Robert E. Jones Biography, Life, Interesting Facts
Robert Edmond Jones was a film and theatrical stage designer, who led the early sets for color stage performances and films in the US.
Robert Edmond Jones was born in New Hampshire, the USA on December 121887. The second born in the family, he was the son of Fred and Emma Jones. Jones took interest in arts from his formative years. He started taking music lessons at the age of nine.
After his elementary school, he went to Nute High School. Jones graduated from high school in 1905 He enrolled at Harvard University in 1906, graduating with an Arts degree in 1910. For the next two years, Jones worked at Harvard University as a lecturer and instructor of Fine Arts.
In 1912 he relocated to New York. He initially did some costume design jobs for one year. He then left for Europe in 1913. He was denied entry in the stage designing school in Florence, Italy. Frustrated, he left for Germany. He enrolled at the German Theater and studied under Max Reinhardt in Berlin. Jones did his apprenticeship for one year. In November 1914, Jones returned to the US from Germany. He abandoned his production project titled The Merchant of Venice due to the start of WW1.
In the US, Jones started marketing the concept of The New Stagecraft. The concept involved the use of multi-color illuminations and simple lighting. In the middle of November 1914, Jones made his first exhibition under the new concept in New York. His exhibition included his abandoned project The Merchant of Venice. He was highly acclaimed by the industry critics.
Reeling from the commercial success of his exhibition, Jones was hired by Arthur Hopkins. In January 1915, Jones organized the production The Man Who Married a Dumb Woman. The two had a monumental success by their collaboration. They also heralded a new era in the stage production of the American theater plays. Jones managed to break from the old traditions by his new concept. He brought a simple but effective symbiosis between the director of the play and designer of the stage.
Jones and Hopkins forged a working relationship that lasted for close to two decades. During this partnership, Jones presented settings for plays like The Glittering Gate, Hamlet and Richard, and Macbeth.
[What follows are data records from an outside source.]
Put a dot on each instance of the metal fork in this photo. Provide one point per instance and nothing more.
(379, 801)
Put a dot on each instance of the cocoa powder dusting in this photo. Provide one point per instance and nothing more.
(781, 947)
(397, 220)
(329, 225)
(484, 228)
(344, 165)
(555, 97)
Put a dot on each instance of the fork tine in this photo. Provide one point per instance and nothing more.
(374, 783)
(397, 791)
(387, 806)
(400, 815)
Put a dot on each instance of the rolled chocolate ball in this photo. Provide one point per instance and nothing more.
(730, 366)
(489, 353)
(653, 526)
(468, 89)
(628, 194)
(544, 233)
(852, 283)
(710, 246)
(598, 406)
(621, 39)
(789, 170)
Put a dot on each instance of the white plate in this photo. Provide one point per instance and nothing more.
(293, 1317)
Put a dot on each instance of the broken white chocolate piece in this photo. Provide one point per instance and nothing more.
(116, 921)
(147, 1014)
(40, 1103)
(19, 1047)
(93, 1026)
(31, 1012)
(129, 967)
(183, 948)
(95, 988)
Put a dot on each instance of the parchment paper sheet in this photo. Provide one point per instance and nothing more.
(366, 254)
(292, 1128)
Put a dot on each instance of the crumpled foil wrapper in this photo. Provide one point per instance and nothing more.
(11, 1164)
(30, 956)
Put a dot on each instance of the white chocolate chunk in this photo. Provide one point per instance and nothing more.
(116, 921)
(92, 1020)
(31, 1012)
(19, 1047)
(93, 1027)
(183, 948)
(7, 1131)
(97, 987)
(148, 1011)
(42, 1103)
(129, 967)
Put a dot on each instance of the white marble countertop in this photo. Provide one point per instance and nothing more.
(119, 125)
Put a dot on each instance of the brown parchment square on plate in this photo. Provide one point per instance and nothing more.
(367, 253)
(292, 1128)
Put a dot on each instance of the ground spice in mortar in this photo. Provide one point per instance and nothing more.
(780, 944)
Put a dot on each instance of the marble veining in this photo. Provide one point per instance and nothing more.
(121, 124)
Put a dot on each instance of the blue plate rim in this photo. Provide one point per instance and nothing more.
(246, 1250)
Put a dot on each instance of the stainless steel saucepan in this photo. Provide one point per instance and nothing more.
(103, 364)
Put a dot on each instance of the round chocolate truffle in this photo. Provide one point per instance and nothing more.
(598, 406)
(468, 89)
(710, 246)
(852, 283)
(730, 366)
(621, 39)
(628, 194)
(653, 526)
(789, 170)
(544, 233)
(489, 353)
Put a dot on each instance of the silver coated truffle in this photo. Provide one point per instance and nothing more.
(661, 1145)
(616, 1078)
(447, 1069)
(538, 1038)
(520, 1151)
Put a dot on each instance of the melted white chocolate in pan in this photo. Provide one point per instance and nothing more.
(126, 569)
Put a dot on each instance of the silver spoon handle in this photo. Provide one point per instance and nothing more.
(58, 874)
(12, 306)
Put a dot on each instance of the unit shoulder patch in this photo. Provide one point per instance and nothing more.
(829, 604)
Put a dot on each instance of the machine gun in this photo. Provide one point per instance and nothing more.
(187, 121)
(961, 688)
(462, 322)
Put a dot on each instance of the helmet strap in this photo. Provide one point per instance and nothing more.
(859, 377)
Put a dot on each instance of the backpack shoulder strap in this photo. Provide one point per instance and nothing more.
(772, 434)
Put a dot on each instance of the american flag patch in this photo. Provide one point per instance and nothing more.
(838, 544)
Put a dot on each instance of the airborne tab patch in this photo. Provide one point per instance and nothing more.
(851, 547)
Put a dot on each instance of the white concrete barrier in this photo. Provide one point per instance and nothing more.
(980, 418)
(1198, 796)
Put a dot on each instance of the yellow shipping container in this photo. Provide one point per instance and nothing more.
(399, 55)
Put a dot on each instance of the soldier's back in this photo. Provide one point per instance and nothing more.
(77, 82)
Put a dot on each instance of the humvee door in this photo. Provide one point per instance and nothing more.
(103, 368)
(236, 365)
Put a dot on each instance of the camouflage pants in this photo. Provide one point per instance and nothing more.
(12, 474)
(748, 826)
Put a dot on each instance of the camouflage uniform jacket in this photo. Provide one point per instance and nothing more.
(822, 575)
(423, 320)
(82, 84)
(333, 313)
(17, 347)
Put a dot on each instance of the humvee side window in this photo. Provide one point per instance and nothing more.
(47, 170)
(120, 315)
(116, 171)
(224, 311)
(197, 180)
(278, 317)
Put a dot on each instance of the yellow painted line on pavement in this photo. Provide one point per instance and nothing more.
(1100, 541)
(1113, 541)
He supervised the set-up of over 40 productions while working with Hopkins. Jones also helped director Joseph Urban in his productions. Jones set the stage for the play Caliban by the Yellow Sands. As a costume and design manager, Jones worked with various theater groups. The most notable was the Washington Square Players. He did several productions with the group such as The Iceman done in 1930, The Philadelphia Story produced in 1937, and the Iceman cometh produced in 1946.
Jones graduated to the world of production director in the early 1920s. He directed his first play titled Simon the Cyrenian. He based the play on the Biblical figure that was forced to carry the cross of Jesus. After working with Colored Players theater group, Jones left to work with Experimental Theater based in Massachusetts.
He traveled back to Europe for a series of publication of his books. In 1922, he co-authored a book titled Continental Stagecraft. He made a collection of his stage costume designs and published them in a book. The book published in 1925 was titled Drawings for the Theater. In 1952, he published his book Towards a New Theater.
After a brief stint as a media personality, Jones went to Las Angeles. He worked on the designing of the hitherto alien color designs, for the 1934 film titled Becky Sharp. In the following months of 1934, he worked on another film titled LA Cucaracha. Jones did another costume production for the film The Dancing Pirate during his stay in Hollywood.
After leaving the big screen film industry, Jones returned to the theater, He continued setting costumes, as he directed plays and also wrote some artistic journals. He published a collection of his essays under the title The Dramatic Imagination in 1941. Some years later in 1946, he worked on the theater production Lute Song.
Jones continued to work despite his deteriorating health. He resigned to his family farm in his native New Hampshire in 1953. Jones died on November 26, 1954, in his home in New Hampshire aged 66 years.
He is considered the inventor of the paradigm shift of the stage and film costume, décor, and colored lighting revolution in America. His legacy was carried on by his apprentices like Jo Mielziner and Mordecai Gorelik.